De l'eau pour les éléphants
Quelques citations qui permettaient (déjà) d’espérer autre chose :
- « Mon ancien agent avait l’habitude de me présenter comme la version masculine de Keira Knightley. Je pensais : "Bien, qu’est-ce que cela dit de moi, exactement ? Je fais souvent la moue ou quoi ?" » [Daily Mirror, 2009]
- « Le premier Twilight est une métaphore portant sur les vertus de la chasteté, mais le film a eu l’effet inverse. Je reçois des lettres qui disent "Je vais me tuer si tu ne regardes pas High School Musical 2 avec moi." C’est un peu fou. » [Rolling Stone, 2008]
- « C’est comme être comparé à ces gens qui ont été dans d’énormes films et qui ont plus ou moins disparu ensuite, même s’ils ont probablement eu des vies bien remplies et pleines de succès. Comme Luke Skywalker. Putain, c’est quoi son nom déjà ? [On lui souffle]. Ah oui ! Les gens disent quelque chose comme : “oh, la malédiction Mark Hamill." Et pauvre Mark Hamill. Mon Dieu. Je veux dire, je suis sûr qu’il s’en est très bien sorti. » [The Observer, Ibid.]
- S'adressant à Reese Witherspoon, lors de la remise d'un prix à cette dernière lors des MTV Movie Awards 2011: « Je ne sais pas si tout le monde est au courant, mais j'ai tourné mon premier film avec toi. Cela s'appelait Vanity fair, la foire aux vanités, et tu jouais ma mère. Ce que j'ai appris par la suite c'est que tu étais directement responsable du fait que mon rôle avait été coupé au montage final - et c'est la vérité. Sept ans plus tard, nous avons de nouveau travaillé ensemble dans un film appelé De l'eau pour les éléphants. Et cette fois tu jouais mon amante. Je ne t'ai pas fait couper. Mais je t'ai baisée. » Même Jim Carrey n'eût pas fait mieux, rayon hommage. A voir en images ici.

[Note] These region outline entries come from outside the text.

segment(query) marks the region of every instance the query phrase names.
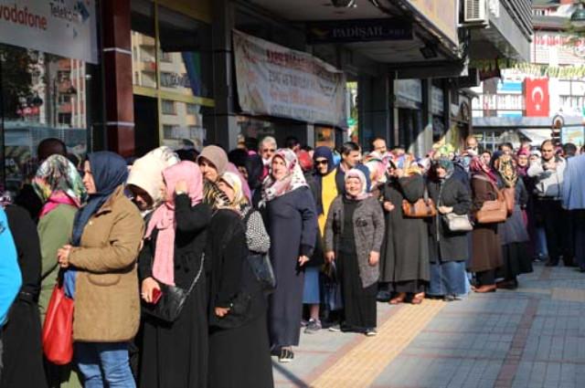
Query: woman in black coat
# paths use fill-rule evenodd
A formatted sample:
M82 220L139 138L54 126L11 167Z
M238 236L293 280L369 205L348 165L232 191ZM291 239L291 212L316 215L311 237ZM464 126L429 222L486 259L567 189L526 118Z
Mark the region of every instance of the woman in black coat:
M140 386L207 388L207 286L204 267L207 258L203 253L211 208L201 203L203 181L198 166L193 162L171 166L163 172L163 176L165 201L152 215L139 257L142 299L146 311ZM160 283L183 289L192 287L173 322L147 312L155 303L153 292L161 289Z
M314 248L317 217L294 152L277 151L271 167L262 193L276 276L276 289L269 300L269 329L272 352L279 362L288 362L294 357L292 347L299 345L303 267Z
M431 285L429 294L452 301L467 293L465 261L469 257L467 232L452 232L443 215L468 215L472 207L469 189L453 174L453 163L435 161L428 182L429 195L437 205L437 215L429 219Z
M47 386L38 310L41 256L37 225L20 206L5 208L22 274L22 287L2 329L4 352L0 387Z
M415 166L406 170L396 167L390 163L389 179L382 187L386 237L382 244L380 281L389 283L389 290L395 294L390 304L402 303L407 297L413 304L420 304L431 278L427 226L422 218L404 215L402 201L415 203L422 198L424 179Z
M228 203L218 208L209 225L208 386L270 388L274 383L266 299L248 263L248 246L263 250L261 248L265 242L252 241L258 234L247 233L252 217L259 217L250 215L244 225L242 210L250 209L246 209L248 200L239 175L224 173L218 187L226 194Z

Notre interview de l'acteur pour Twilight - Chapitre 4 (voir après 1’30’’, un Pattinson plutôt lucide sur son "potentiel box-office") :
* Sur l’importance ou la logique d’un accent anglais irréprochable dans une adaptation de Maupassant dont l'action se déroule à Paris, on pourra se questionner, certes – pour le spectateur US lambda, l’anglais britannique sonne visiblement plus crédible que de l’américain dans un film en costumes ("c’est vieux donc européen"), et comme il est hors de question de tourner en français...
** Pour mémoire, et sans être exhaustif : un passage par la franchise Harry Potter, une scène coupée dans Vanity Fair, un rôle dans le méconnu How to Be ou encore une interprétation de Salvador Dalí dans Little Ashes, que l'acteur juge déterminant dans son parcours mais qui serait passé totalement inaperçu (même pas sorti chez nous), n’était sa présence au générique.